Viele von uns würden wütend werden, wenn so einfach gesagt würde, dass wir Gott verachten! Aber den Priestern wurde es durch Maleachi wohl deutlich gesagt. Und bevor sie empört fragen konnten: „Wie kommst du darauf?“ sagt Malachi ihnen, wie sie Gott verachten. Schließlich halten die Priester das bringen der Opfer nicht mehr für so wichtig. Nicht das Beste, aber der Überschuss wird geopfert!

Nun ja, wir erkennen das auch: Wir behalten das Beste für uns selbst und was bleibt, ist für die Kirche, für das Reich Gottes. Wir stellen sicher, dass wir zuerst das bekommen, was wir wollen und von dem, was dann noch übrigbleibt, darf Gott auch noch etwas bekommen. Übertrieben? Denk dann mal darüber nach, wie viel du in der letzten Woche ausgegeben hast. Nicht für das tägliche Brot, sondern nur für deinen eigenen Spaß und Genuss und vergleiche das mit dem Betrag, den du für den Dienst Gottes vorgesehen hast. Dann wird dir vielleicht klar, dass das Wort Maleachi auch für dich und uns gilt: „Von euch ist solches geschehen. Meint ihr, er werde euch freundlich ansehen?“ (Vers 9). „Ein Sohn soll seinen Vater ehren und ein Knecht seinen Herrn. Bin ich nun Vater, wo ist meine Ehre? Bin ich Herr, wo fürchtet man mich?“ (Vers 6).

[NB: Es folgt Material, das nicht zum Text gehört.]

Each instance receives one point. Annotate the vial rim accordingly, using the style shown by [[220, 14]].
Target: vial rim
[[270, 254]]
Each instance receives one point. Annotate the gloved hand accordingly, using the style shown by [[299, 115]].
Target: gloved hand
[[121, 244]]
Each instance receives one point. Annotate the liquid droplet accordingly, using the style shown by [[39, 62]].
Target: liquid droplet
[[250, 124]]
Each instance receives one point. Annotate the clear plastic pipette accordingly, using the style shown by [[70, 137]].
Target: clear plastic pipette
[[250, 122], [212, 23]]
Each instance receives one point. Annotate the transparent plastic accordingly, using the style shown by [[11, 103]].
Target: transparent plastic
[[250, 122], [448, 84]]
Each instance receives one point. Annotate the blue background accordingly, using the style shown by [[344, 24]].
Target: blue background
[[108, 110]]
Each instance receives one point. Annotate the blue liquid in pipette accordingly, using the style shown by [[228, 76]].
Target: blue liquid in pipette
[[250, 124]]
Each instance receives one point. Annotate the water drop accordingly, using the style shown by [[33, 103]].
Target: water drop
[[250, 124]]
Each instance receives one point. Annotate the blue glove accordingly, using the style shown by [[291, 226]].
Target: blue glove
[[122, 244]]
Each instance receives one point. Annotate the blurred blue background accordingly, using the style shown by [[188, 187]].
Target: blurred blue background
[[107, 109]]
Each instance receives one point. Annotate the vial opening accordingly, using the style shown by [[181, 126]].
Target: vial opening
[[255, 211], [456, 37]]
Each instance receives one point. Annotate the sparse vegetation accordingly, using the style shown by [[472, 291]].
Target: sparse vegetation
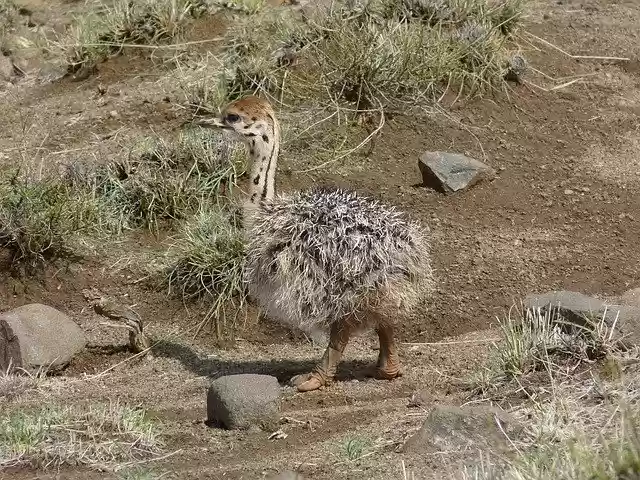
[[534, 341], [579, 405], [374, 53], [99, 436], [39, 218], [163, 181], [354, 448]]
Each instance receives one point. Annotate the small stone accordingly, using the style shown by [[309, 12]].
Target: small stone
[[449, 428], [36, 335], [451, 172], [244, 401]]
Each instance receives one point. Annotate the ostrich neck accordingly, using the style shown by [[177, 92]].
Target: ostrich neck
[[263, 153]]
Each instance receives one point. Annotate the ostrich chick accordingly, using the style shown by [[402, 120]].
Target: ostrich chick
[[326, 258]]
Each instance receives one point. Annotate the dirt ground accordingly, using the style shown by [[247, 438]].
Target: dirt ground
[[563, 213]]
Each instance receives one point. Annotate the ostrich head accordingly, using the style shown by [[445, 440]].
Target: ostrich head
[[250, 118]]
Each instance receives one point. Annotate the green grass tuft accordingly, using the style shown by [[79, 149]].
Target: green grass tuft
[[40, 218]]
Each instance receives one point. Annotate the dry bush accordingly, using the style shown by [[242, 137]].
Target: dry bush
[[375, 53]]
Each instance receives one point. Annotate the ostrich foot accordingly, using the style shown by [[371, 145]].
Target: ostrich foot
[[388, 366]]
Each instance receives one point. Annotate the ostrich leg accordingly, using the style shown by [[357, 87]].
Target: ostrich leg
[[324, 372], [388, 366]]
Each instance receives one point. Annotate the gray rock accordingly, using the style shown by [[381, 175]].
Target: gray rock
[[244, 401], [454, 428], [451, 172], [36, 335], [578, 309]]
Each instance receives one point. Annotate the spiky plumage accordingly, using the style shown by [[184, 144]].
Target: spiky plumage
[[318, 256]]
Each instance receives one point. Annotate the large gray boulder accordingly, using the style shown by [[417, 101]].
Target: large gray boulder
[[451, 172], [244, 401], [449, 428], [35, 335]]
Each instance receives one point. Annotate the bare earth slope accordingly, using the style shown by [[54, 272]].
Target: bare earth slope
[[563, 213]]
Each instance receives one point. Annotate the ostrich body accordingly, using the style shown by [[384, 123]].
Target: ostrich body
[[325, 258]]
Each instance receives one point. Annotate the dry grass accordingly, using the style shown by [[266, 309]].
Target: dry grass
[[206, 260], [107, 30], [103, 436], [163, 181], [578, 398]]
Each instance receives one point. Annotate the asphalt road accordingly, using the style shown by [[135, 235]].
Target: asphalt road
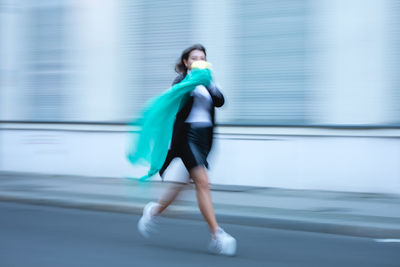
[[44, 236]]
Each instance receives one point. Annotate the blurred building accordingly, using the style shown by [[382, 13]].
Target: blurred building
[[312, 86]]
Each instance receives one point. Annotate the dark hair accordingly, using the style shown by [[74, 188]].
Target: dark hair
[[180, 65]]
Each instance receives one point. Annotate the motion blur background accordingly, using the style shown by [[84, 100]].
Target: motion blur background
[[312, 87]]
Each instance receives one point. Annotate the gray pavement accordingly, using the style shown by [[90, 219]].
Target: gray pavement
[[355, 214], [41, 236]]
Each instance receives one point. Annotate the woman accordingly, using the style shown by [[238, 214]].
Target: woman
[[191, 141]]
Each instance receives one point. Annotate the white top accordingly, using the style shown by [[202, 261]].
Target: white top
[[202, 103]]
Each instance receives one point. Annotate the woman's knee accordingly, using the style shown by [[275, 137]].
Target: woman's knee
[[200, 178]]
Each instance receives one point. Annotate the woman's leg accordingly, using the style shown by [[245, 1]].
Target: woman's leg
[[200, 178], [168, 197]]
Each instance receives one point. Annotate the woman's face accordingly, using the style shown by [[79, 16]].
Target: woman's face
[[195, 55]]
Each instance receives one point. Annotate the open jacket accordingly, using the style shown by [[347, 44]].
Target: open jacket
[[179, 130]]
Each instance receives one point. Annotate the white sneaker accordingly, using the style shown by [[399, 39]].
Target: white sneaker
[[146, 224], [223, 243]]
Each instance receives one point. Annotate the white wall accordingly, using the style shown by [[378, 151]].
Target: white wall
[[345, 160]]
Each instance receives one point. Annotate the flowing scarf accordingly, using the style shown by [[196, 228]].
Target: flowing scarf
[[157, 120]]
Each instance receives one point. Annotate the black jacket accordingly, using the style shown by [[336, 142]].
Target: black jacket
[[180, 128]]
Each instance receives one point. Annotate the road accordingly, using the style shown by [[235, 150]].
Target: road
[[47, 236]]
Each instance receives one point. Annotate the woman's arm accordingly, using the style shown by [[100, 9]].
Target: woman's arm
[[216, 95]]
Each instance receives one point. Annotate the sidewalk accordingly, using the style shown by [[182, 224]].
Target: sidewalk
[[355, 214]]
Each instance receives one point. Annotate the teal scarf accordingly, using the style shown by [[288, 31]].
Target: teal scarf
[[157, 121]]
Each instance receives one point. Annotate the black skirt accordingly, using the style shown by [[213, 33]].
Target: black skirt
[[192, 145]]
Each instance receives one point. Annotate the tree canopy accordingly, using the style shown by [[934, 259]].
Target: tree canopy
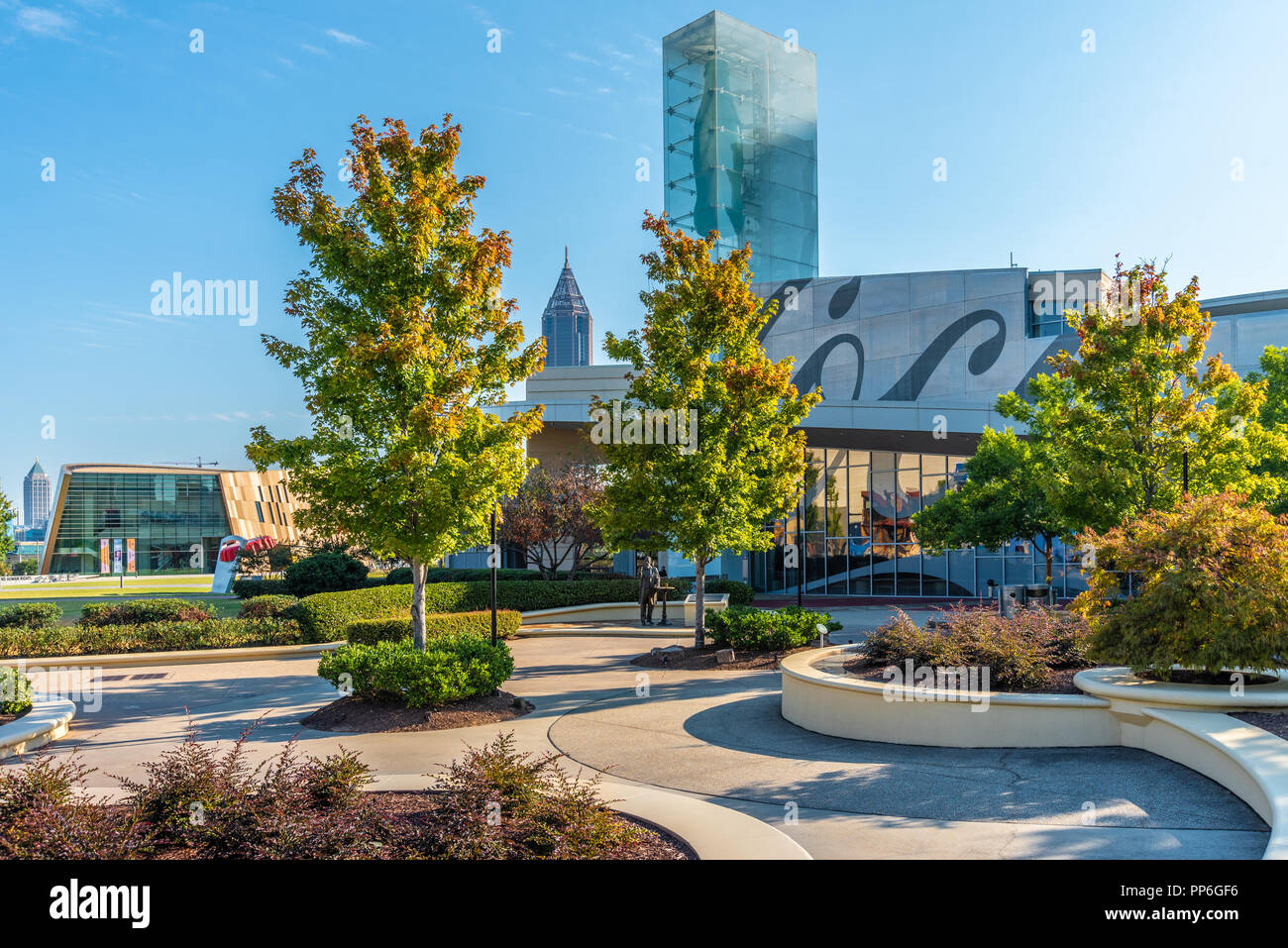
[[1138, 399], [407, 344], [699, 357]]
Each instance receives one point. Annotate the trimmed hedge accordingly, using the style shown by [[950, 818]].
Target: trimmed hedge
[[369, 631], [14, 691], [30, 616], [325, 616], [450, 669], [250, 588], [134, 612], [154, 636], [767, 630], [268, 607], [323, 572]]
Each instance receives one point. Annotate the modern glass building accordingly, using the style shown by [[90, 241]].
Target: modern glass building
[[855, 523], [37, 496], [741, 140], [566, 324], [156, 519]]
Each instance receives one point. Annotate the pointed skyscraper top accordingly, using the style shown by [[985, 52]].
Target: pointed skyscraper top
[[566, 324]]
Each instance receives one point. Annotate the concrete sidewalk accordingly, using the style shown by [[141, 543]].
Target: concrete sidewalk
[[713, 738]]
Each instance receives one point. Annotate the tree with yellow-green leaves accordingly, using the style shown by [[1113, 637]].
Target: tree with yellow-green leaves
[[407, 344], [738, 464], [1141, 402], [7, 514]]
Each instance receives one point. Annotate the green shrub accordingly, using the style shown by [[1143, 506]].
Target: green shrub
[[450, 669], [767, 630], [1211, 588], [153, 636], [369, 631], [133, 612], [323, 617], [268, 607], [1020, 652], [30, 616], [323, 572], [739, 592], [14, 691], [249, 588]]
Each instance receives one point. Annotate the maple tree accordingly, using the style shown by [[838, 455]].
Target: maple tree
[[407, 344]]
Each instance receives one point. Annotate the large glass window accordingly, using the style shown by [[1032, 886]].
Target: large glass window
[[741, 138], [859, 537], [175, 520]]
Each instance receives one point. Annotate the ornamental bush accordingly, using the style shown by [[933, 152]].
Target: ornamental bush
[[14, 691], [30, 616], [1210, 588], [133, 612], [1020, 652], [323, 572], [323, 617], [369, 631], [250, 588], [268, 607], [767, 630], [151, 636], [451, 668]]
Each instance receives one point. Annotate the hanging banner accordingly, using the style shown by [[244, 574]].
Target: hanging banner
[[226, 567]]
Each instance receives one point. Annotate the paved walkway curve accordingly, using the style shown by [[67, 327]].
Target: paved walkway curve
[[712, 736]]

Außerdem verachten viele Geistliche unserer Zeit, ohne die Guten zu nah zu treten, die Vorteile des Dienstes des Herrn. Sie sagen: "Siehe, welch eine Mühsal!" (Vers 12.13).

 

Sie haben keine Zeit, sich voll und ganz der Kirche zu widmen, weil die geliebten Nebentätigkeiten das tägliche Brot nicht so sparsam machen sollen! Wenn der Dienst an Gott nicht unser ganzes Leben bestimmt, sondern nur ein zusätzlicher Teil davon wird, sollten wir uns nicht wundern, dass Gott, wenn er noch als Gott verehrt wird, dies dann außerhalb der Kirche sein wird!